Tante scuse

Dagli egizi alle tenebre, da lettere alla biblioteca: ecco come riuscire a non fare le cose e non svecchiare la città

di Leonardo Pontalti

L'altro giorno corricchiavo in ciclabile, in via Sanseverino. Se qualcuno mi avesse visto, all'altezza del sottopasso di via Verdi, avrebbe scorto un pazzo in maglietta, pantaloncini e scarpe da ginnastica che scoppia a ridere dal nulla.

Detto che la pazzia non è da escludere, le mie risate - invero amare - erano sgorgate dalla vista del piazzale, dove dovrebbe sorgere la bibliotecona dell'università. Correvo, ho dato un'occhiata al piazzale, a via Verdi e ho provato a vedere il Duomo. Ed è li che non mi sono trattenuto.

Perché per vedere la facciata della cattedrale, dall'estremità di via Verdi o dal piazzale, bisogna mettersi d'impegno. E può non bastare. E non ho potuto impedire alla mia mente di ricordare un pomeriggio di un anno e mezzo fa.

In quel pomeriggio, Mario Botta era sceso a Trento dal suo Ticino per illustrare al consiglio comunale (per la seconda volta dopo la prima, nel 2006) il progetto. E tra una serie spassosa di osservazioni (Coradello: «La struttura presenta richiami alla massoneria con la sua struttura triangolare»; Maffioletti: «È simile alle piramidi egiziane, troppo ambizioso per Trento»), arrivò la migliore di tutte.
Fu di Salvati, che spiegò come il progetto vada rivisto, non vada bene, perché «la biblioteca oscurerà la vista del Duomo».

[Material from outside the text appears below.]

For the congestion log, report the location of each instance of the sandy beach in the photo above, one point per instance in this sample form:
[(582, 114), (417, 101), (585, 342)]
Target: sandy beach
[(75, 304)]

Ho perso il ritmo della corsa, per provare a capire di quale vista si potesse parlare. Poi è intervenuto il riso amaro, quasi isterico: l'Università nel 2003 sperava di veder la biblioteca in piedi nel 2009. L'anno scorso, dopo le osservazioni da cabaret, Andraatta promise che entro fine ottobre 2012 sarebbe arrivato il via libera del consiglio comunale. Dall'Università fanno sapere che tutto è fermo, in attesa che il Comune si muova.

Il ricordo di come l'arrivo della bellissima facoltà di lettere (chiedere a chi ci studia o chi ci ha passato la notte dei ricercatori) fosse stata a lungo frenata dai timori per l'aumento del traffico in via Gar o per l'oscurità che la struttura - una delle più luminose, trasparenti e vetrificate della città - avrebbe portato sulla via, se la gioca con gli egizi, i massoni e le visuali inesistenti rovinate.

Il problema, forse, è che le scuse per menare il can per l'aia spuntano così strambe e grosse che si finisce per ritenerle sensate. O meglio, comode per trasformarsi in alibi.